Gladys West, the mathematician and technologist whose work was key to the creation of the Global Positioning System (GPS), has died at the age of 95. She passed away on Saturday, January 17.
West was born as Gladys Mae Brown on October 27, 1930, in Sutherland, Virginia. Growing up in the Jim Crow South, she worked on a tobacco farm with her family, but also excelled in school. She was consistently top of her class and graduated from her high school as valedictorian. This earned her a scholarship at the historically Black institution, Virginia State College (now Virginia State University), where she earned her bachelor’s and master’s degrees in mathematics. It was there that she also became a member of the sorority Alpha Kappa Alpha.

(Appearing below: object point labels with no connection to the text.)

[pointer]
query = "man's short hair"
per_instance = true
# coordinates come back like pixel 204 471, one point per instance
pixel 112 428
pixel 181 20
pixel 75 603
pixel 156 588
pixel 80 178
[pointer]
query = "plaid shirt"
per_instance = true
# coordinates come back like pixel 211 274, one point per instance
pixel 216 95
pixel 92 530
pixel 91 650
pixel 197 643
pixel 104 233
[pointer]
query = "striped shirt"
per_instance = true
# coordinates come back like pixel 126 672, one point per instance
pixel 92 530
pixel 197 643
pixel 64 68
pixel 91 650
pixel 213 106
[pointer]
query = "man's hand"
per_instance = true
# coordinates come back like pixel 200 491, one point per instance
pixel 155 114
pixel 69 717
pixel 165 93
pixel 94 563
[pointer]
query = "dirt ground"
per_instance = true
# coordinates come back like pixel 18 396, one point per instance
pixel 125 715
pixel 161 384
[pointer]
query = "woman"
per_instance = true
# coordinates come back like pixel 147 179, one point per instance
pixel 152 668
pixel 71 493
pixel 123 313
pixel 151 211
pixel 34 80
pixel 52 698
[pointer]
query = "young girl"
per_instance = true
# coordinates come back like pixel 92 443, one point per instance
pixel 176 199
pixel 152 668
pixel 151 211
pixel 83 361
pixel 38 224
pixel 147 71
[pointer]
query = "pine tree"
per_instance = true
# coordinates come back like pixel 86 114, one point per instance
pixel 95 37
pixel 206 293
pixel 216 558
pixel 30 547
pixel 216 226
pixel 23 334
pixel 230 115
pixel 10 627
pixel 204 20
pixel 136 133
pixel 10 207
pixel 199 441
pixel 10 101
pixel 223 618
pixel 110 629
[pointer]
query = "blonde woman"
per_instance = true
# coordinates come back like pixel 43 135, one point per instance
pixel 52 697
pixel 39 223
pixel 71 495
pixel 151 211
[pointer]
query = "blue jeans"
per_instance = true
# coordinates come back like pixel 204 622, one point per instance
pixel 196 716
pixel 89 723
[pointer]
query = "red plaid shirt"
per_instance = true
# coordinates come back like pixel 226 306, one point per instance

She also earned an additional master’s degree at the University of Oklahoma in public administration.
She was hired in 1956 by the Naval Proving Ground in Dahlgren, Virginia, which is now called the Naval Surface Warfare Center Dahlgren Division. The second African American woman hired at the firm, making one of four African American employees, she was tasked with figuring out a way to measure and model the shape of the Earth. She would collect and analyze data from satellites, and ultimately, those contributions led to the creation of GPS.
Still in awe of the accomplishment, she told the publication, Virginia Mercury, last year, “It never gets too old,” West said. “I am just so pleased that I was able to make a contribution. When I was working, I never imagined that the GPS would be used in the civilian world. I love seeing all the ways that it can be used and I probably have no idea how vastly used it is.”
It was also at Dahlgren that she met the man she would marry, another mathematician (and one of her two Black male colleagues) named Ira West. They married in 1957 and went on to have three kids and seven grandchildren. Ira passed away in 2024.
Reflecting on her time at Dahlgren, she told the BBC in 2018, “I carried that load round, thinking that I had to be the best that I could be. Always doing things just right, to set an example for other people who were coming behind me, especially women. I strived hard to be tough and hang in there the best I could.”
At 70 years old, West decided to further her education by pursuing a doctorate at Virginia Tech. She managed to complete her PhD despite suffering a stroke and other health challenges.
In 2018, the Virginia Assembly honored West with a resolution for her career and accomplishments, including a 42-year tenure at Dahlgren, her work with satellite technology, and her decision to continue furthering her education. She has also written a memoir with M.H. Jackson, called “It Began With a Dream.”